简体   繁体   中英

Difference between exit() and return in main() function in C

I've looked through the links What is the difference between exit and return? and return statement vs exit() in main() to find the answer, but in vain.

Problem with the first link is that the answer assumes return from any function. I want to know the exact difference between the two when in main() function. Even if there's a little difference I'd like to know what it is. Which is preferred and why?

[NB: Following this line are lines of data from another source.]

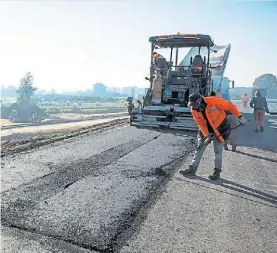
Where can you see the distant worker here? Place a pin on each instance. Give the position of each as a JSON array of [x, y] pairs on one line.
[[260, 106], [244, 100], [209, 115], [156, 56], [233, 122]]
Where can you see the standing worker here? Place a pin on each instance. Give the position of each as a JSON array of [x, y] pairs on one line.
[[209, 115], [260, 106], [244, 100]]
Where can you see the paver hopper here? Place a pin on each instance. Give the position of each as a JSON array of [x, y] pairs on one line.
[[165, 103]]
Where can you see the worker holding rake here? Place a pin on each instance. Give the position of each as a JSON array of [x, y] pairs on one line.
[[209, 115]]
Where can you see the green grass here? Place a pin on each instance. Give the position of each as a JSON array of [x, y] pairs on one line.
[[97, 105]]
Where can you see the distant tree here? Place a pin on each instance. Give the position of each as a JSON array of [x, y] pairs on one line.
[[26, 89], [267, 81], [99, 89], [9, 91]]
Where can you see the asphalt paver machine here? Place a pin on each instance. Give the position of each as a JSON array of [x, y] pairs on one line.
[[165, 103]]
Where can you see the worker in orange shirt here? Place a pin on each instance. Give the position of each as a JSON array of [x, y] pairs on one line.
[[209, 115], [155, 57]]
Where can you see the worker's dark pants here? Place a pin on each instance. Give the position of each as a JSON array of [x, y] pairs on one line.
[[233, 138], [217, 153]]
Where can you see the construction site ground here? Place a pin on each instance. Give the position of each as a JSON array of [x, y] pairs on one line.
[[115, 188]]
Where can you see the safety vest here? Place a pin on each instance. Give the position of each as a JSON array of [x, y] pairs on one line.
[[215, 115], [155, 56]]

Is there any performance gain in using return over exit() (or exit() over return ) with all sorts of compiler optimizations turned off?

Problem with the second link is I'm not interested in knowing what happens in C++. I want the answer specifically pertaining to C.

EDIT: After recommendation by a person, I actually tried to compare the assembly output of the following programs:

Note: Using gcc -S <myprogram>.c

Program mainf.c:

int main(void){
 return 0;
}

Assembly output:

    .file   "mainf.c"
    .text
    .globl  main
    .type   main, @function
main:
.LFB0:
    .cfi_startproc
    pushq   %rbp
    .cfi_def_cfa_offset 16
    .cfi_offset 6, -16
    movq    %rsp, %rbp
    .cfi_def_cfa_register 6
    movl    $0, %eax
    popq    %rbp
    .cfi_def_cfa 7, 8
    ret
    .cfi_endproc
.LFE0:
    .size   main, .-main
    .ident  "GCC: (Ubuntu 4.9.2-10ubuntu13) 4.9.2"
    .section    .note.GNU-stack,"",@progbits

Program mainf1.c:

#include <stdlib.h>

int main(void){
 exit(0);
}

Assembly output:

    .file   "mainf1.c"
    .text
    .globl  main
    .type   main, @function
main:
.LFB2:
    .cfi_startproc
    pushq   %rbp
    .cfi_def_cfa_offset 16
    .cfi_offset 6, -16
    movq    %rsp, %rbp
    .cfi_def_cfa_register 6
    movl    $0, %edi
    call    exit
    .cfi_endproc
.LFE2:
    .size   main, .-main
    .ident  "GCC: (Ubuntu 4.9.2-10ubuntu13) 4.9.2"
    .section    .note.GNU-stack,"",@progbits

Noting that I'm not well versed with assembly, I can see some differences between the 2 programs with the exit() version being shorter than return version. What's the difference?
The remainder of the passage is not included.